A short cut across Rumbles Moor brings us to the road to Keighley, the last link in the chain of manufacturing towns stretching up the Aire from Leeds and which we must pass to reach Haworth, a name that suggests to anyone conversant with English letters the gifted but unfortunate Bronte family. Haworth has no doubt been influenced in population and activity by its busy neighbor, Keighley, but the “four tough scrambling miles” that Charles Dickens found on his visit a third of a century ago still lie between. The whole distance is a continual climb, terminating at the top of the hill, to which the old town seems to cling rather precariously. Indeed, there were few more forbidding ascents that confronted us than this terribly steep, rough street—so steep that the paving stones have been set on edge to enable the horses to climb it. It is bordered with old-world buildings, gray and weather-beaten, and forms a fit avenue to the church that dominates the town from the hill and whose massive square tower looks far over the desolate moorlands beyond it. We visited hundreds of ancient churches in England and the surroundings of many were somber and even depressing, but surely none approached Haworth churchyard in the deep, all-pervading gloom that hovered over the blackened and thickly clustered gravestones and dimmed the very sunlight that struggled through the trees which encircle the place. The hilltop is given up to the churchyard and there seems to be scarcely room for another grave, so thickly stand the mouldering memorials, which mostly antedate the time of the Brontes. Out beyond, to the westward, lie the wild black and purple moors, sweeping away even higher than the church itself and ending in a long wave of hills rippling darkly against the horizon.

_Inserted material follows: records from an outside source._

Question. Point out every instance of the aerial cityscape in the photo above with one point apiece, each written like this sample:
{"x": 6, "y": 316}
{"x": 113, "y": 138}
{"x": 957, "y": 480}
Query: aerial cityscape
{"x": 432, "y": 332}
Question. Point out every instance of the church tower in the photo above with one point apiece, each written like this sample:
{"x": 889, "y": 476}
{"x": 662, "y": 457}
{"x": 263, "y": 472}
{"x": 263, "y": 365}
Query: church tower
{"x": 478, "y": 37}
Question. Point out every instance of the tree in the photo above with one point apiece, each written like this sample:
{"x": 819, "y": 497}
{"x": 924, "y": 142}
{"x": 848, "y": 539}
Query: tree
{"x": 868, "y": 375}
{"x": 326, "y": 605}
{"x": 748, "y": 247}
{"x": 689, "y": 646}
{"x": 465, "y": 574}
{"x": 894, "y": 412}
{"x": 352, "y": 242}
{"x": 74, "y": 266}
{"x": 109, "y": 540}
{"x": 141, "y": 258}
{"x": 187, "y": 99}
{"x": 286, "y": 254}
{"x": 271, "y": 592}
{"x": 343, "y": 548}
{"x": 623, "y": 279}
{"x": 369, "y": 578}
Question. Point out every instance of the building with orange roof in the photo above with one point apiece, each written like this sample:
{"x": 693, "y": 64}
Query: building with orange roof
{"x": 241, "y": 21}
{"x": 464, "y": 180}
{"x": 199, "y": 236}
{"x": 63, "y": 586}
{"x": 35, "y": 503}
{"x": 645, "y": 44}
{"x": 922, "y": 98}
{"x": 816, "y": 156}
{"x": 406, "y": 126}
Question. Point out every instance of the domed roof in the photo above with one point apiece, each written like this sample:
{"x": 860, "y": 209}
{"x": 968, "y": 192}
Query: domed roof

When “Jane Eyre,” published in 1847, astonished the literary world, few indeed would have guessed that the humble authoress lived in this lonely village, then by far lonelier and more remote than it is today; and it is still a wonder how one with such surroundings and of such limited experience was able to fathom life so deeply. But one need not be at a loss to account for the strain of melancholy that runs through the writings of the gifted sisters. The isolated, dreary village, the church and rectory, then almost ruinous, the desolate moor lands and the family tragedy—the only son dying an irreclaimable drunkard—might furnish a background of gloom even for Wuthering Heights. The sisters rest in early graves, Charlotte, the eldest, dying last, in 1855, at the age of thirty-nine. All, together with the father and unhappy brother, are buried in Haworth churchyard save Anne, who lies in St. Mary’s at Scarborough.
HAWORTH CHURCH.
Haworth has shared the growth in population that has filled Airedale with manufacturing towns and is now a place of some eight thousand people. It delights to honor the memory of its distinguished daughters, and the local Bronte Club has established a museum containing many interesting relics, manuscripts, and rare editions.

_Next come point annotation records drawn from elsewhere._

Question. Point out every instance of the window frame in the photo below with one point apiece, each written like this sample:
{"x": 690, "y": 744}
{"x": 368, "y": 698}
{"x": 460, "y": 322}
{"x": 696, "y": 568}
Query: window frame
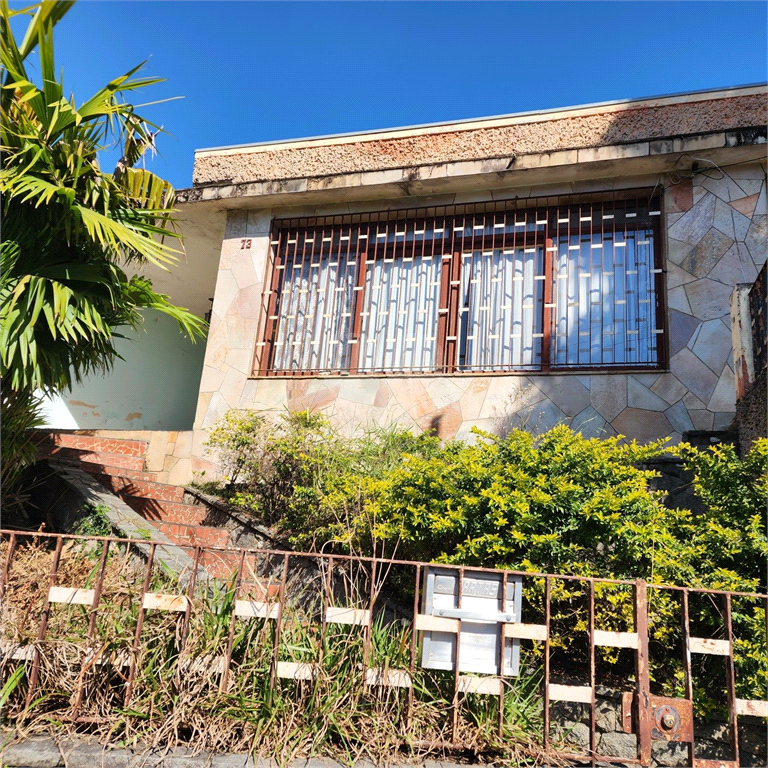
{"x": 449, "y": 320}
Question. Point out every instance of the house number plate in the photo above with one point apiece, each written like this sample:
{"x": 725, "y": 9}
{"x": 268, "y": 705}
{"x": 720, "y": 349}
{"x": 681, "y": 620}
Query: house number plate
{"x": 481, "y": 617}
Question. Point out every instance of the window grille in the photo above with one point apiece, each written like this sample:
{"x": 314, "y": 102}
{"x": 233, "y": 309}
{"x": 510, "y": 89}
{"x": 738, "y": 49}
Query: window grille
{"x": 556, "y": 283}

Retracing our route to Wharfdale, we follow the fine road through Ilkley and Otley into the broad green lowlands which surround Old York. There is no more beautiful country in England than that through which we course swiftly along. We catch continual vistas of the Wharfe, no longer a brawling moorland stream, but sleeping in broad, silvery reaches in the midst of the luxuriant meadows. We leave the river road for Harrogate, pause a few moments to renew our acquaintance with quaint old Knaresborough, and from thence we glide over twenty miles of perfect road into York.